Francesco ha superato l’ostacolo che la politica anticattolica italiana – imposta dalla spinta di provenienza tedesca e americana – gli ha messo davanti. Il suo spirito di servizio, che ha fatto tremare un governo (naturaliter filo Arcigay) che non ha rinunciato a infliggere le piccole umiliazioni procedurali in nome della pandemia, ma che ha portato lo stesso Conte a vedere in lui l’interlocutore santificante l’operato del governo, necessario ai fini di quel controllo della popolazione in un momento di rischiosità massima. Tanto politico da dare consigli politici nelle sue omelie modeste e esattamente sterili sul piano sanitario, che spinge oggi Sofri e Vattimo a riconoscersi “cristiani” (ma si sono dimenticati di aggiungere “cattolici”).

Galli della Loggia ha ragione quando dice che Papa Francesco è un grande politico, perché ha fatto arrivare all’uomo della strada il suo messaggio e ha saputo fargli leggere i suoi messaggi a cui i governanti si sono dovuti adeguare (pur senza rinunciare ai soliti tentativi di emarginare la Chiesa).

Con sottile raffinatezza liturgica, parla dal pulpito, con le vesti sacramentali, riappropriandosi della sua dignità di vescovo e di papa, rendendosi arbitro delle applicabilità etica delle disposizioni del governo, che sostiene indiscusse, ma per questo seguite.

Parafrasando Benedetto XIV, si è rifatto papa da parroco “con distinzione”, rango a cui cercava di ridurlo un governo “di regime”.

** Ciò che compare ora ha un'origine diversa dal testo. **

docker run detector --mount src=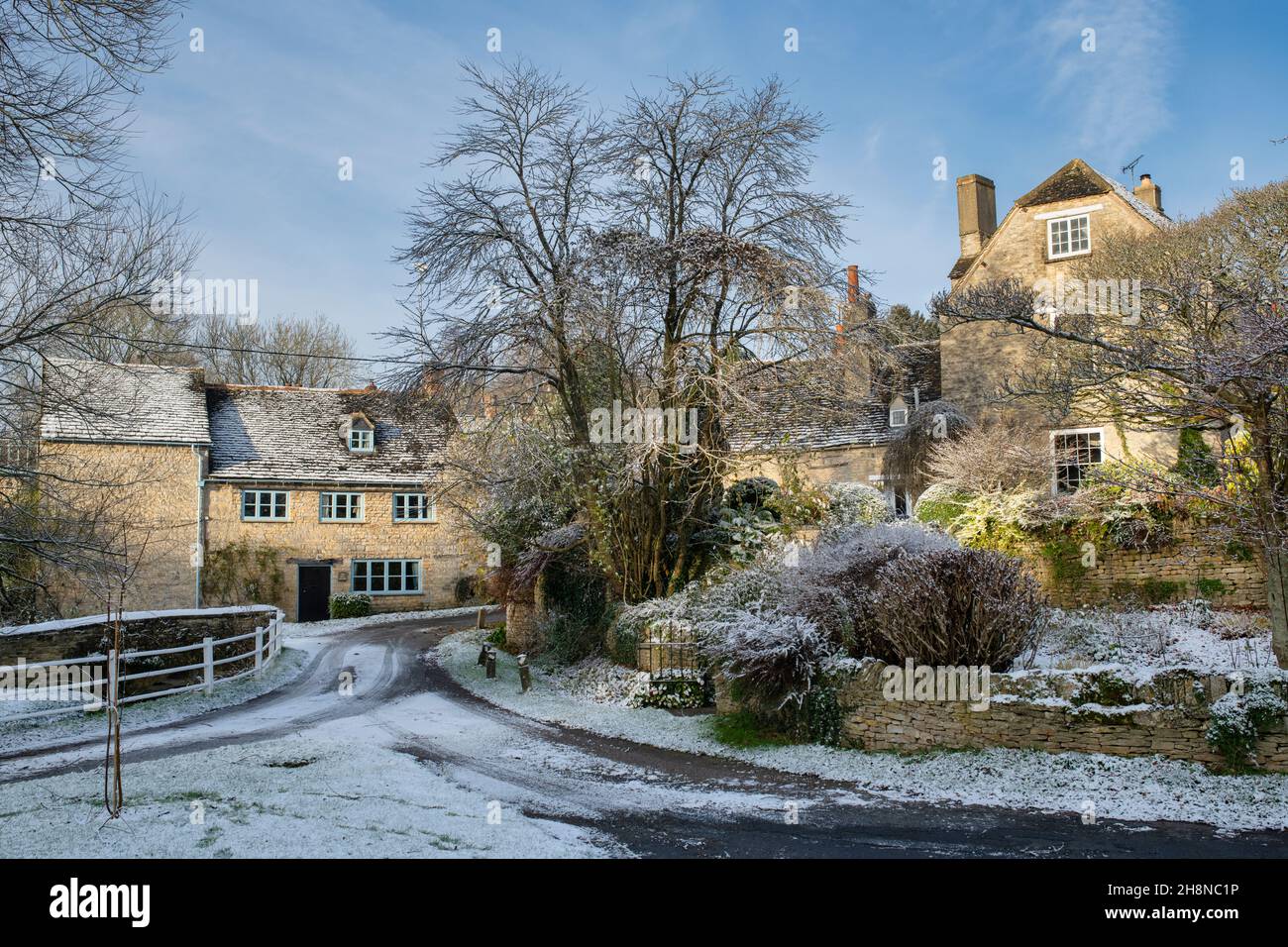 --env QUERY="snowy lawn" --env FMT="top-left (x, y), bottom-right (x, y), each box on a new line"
top-left (0, 737), bottom-right (602, 858)
top-left (0, 647), bottom-right (310, 753)
top-left (1034, 600), bottom-right (1284, 677)
top-left (434, 630), bottom-right (1288, 830)
top-left (279, 605), bottom-right (494, 638)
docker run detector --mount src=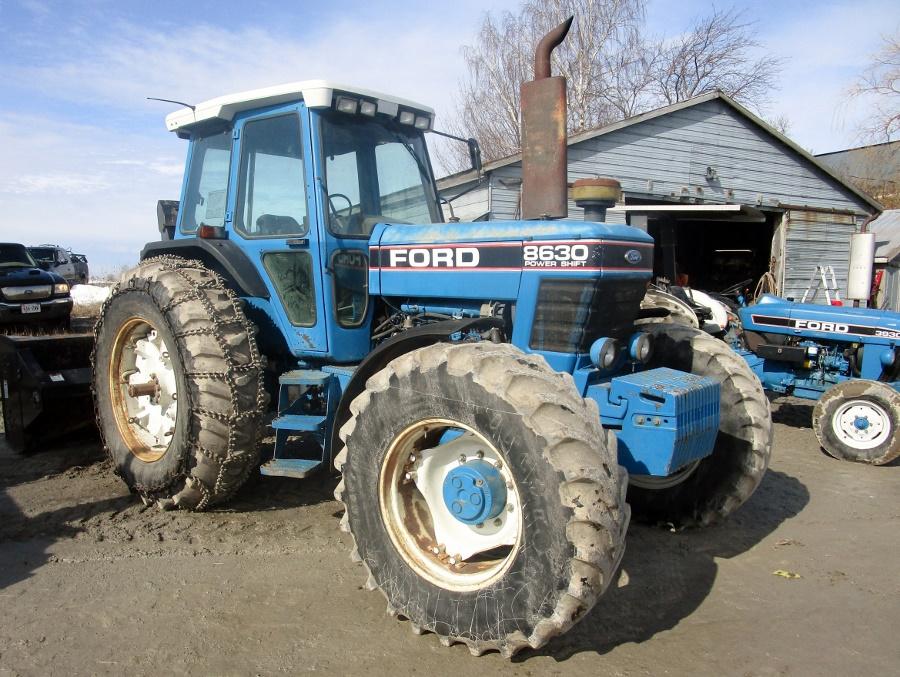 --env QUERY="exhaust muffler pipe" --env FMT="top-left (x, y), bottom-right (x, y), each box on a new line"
top-left (520, 16), bottom-right (575, 219)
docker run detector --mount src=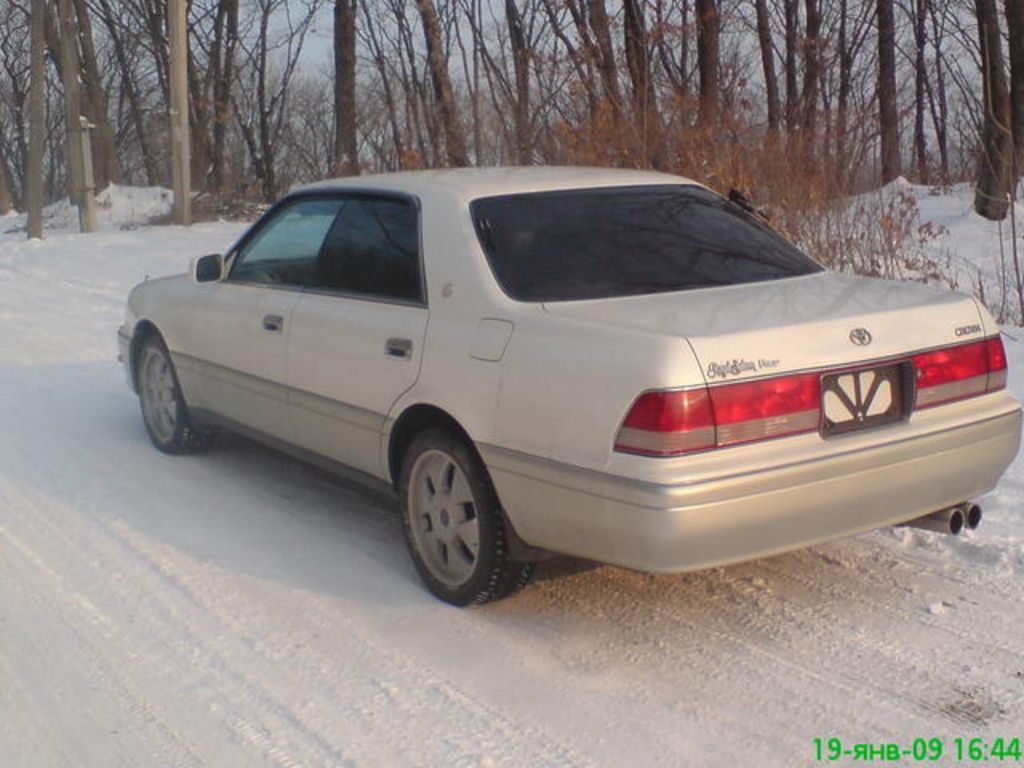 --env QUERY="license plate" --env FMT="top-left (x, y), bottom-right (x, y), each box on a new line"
top-left (821, 364), bottom-right (907, 437)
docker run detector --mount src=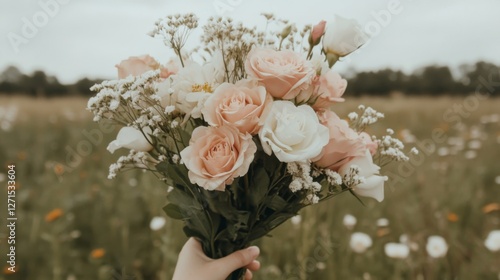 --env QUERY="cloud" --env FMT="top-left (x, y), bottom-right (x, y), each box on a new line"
top-left (0, 0), bottom-right (500, 82)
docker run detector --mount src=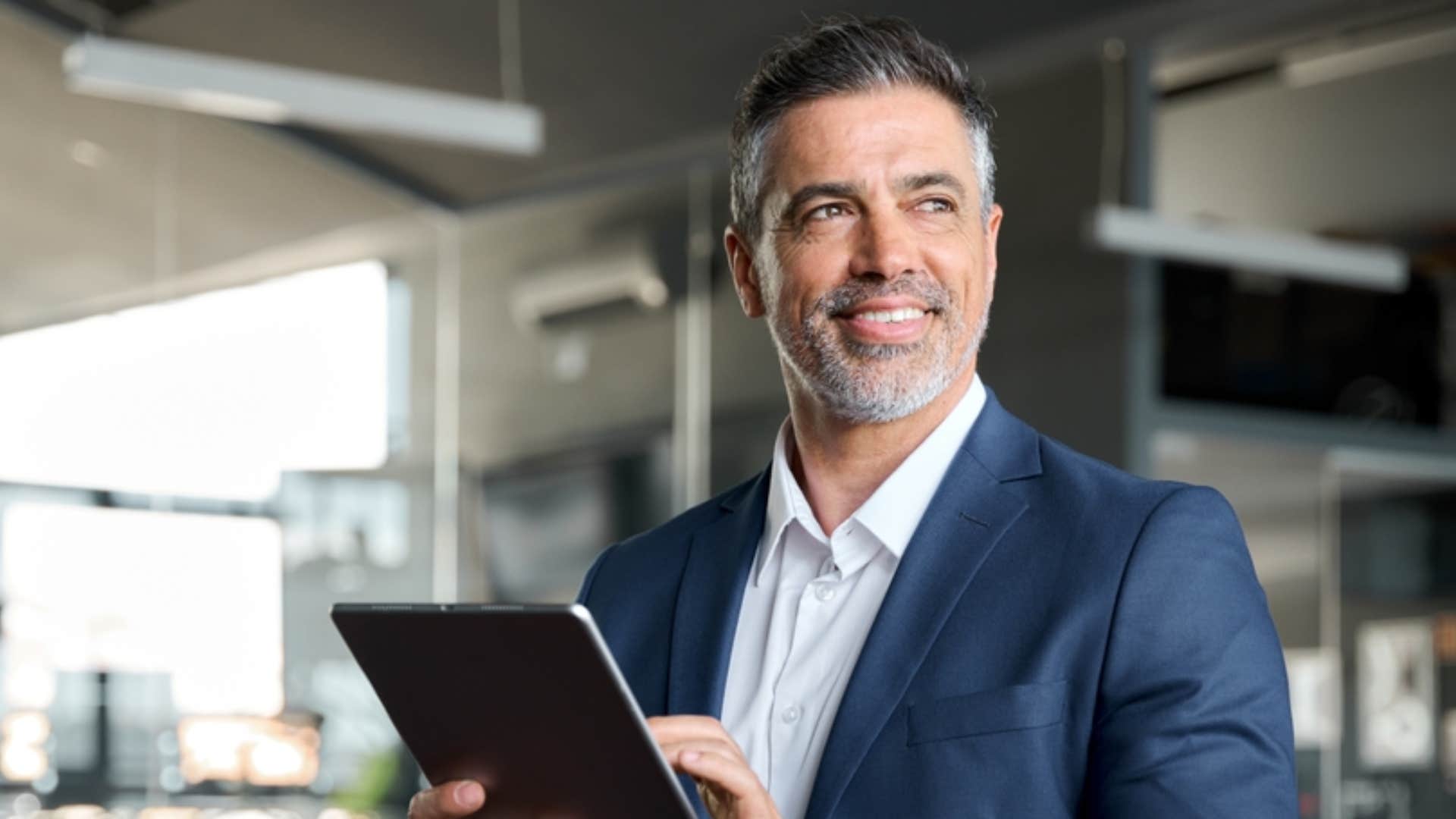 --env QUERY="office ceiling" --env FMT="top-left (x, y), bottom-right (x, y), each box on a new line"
top-left (6, 0), bottom-right (1205, 207)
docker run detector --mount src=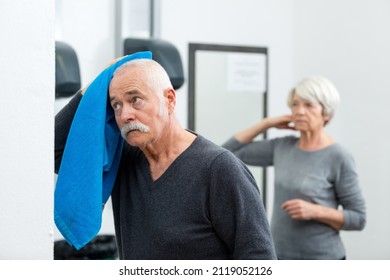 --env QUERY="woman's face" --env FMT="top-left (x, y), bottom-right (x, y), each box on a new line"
top-left (291, 93), bottom-right (329, 132)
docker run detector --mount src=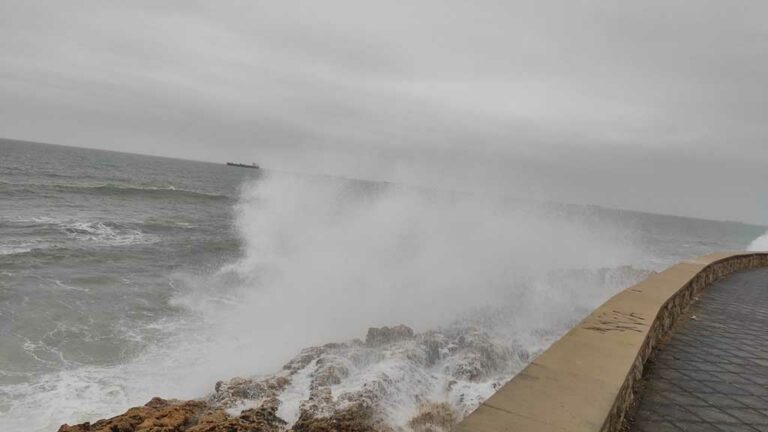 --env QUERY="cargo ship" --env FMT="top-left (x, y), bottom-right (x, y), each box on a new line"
top-left (227, 162), bottom-right (259, 169)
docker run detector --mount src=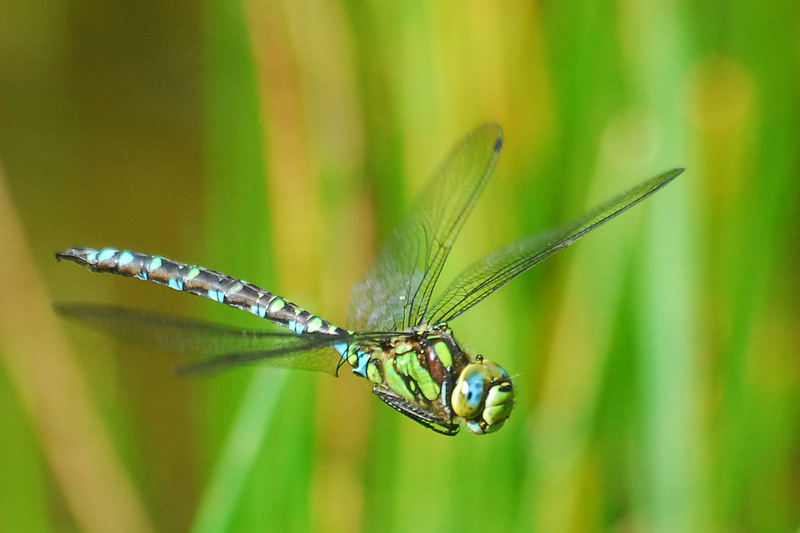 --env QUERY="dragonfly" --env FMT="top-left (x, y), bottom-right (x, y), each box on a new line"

Ecco perché persone come gli intellettuali sopra richiamati si sono mossi a criticare Galli della Loggia, quando hanno capito che dovendosi onorare di essere cristiani erano stati messi in scacco matto dal palesamento da questa politica pontificia. Sembra di rivedere la scenetta di Guareschi nella quale Peppone deve inchinarsi al crocefisso.

Si, Francesco è un grande politico, proprio perché ha saputo far credere che non lo è.

Pensiamo all’uso del simbolo della croce astile di Paolo VI, un simbolo a cui questi si appoggiava per ricevere forza, addirittura una lancia nelle mani di Giovanni Paolo II. Francesco ha trovato nella sua croce un simbolo semplice, che non deve suscitare commenti, anonimo, ma di grande richiamo per l’umile che guarda a chi lo impugna e si affida a lui. Forse per questo sarà anche un grande papa evangelico.

La sfida ecclesiale sarà su questo, e riuscirà vittoriosa se riuscirà a mettere capo alla creazione di un nuovo modello di prete ideale.

Una volta si diceva che i politici erano i cattedratici mancati. Chissà se domani si dirà che essi sono i preti mancati.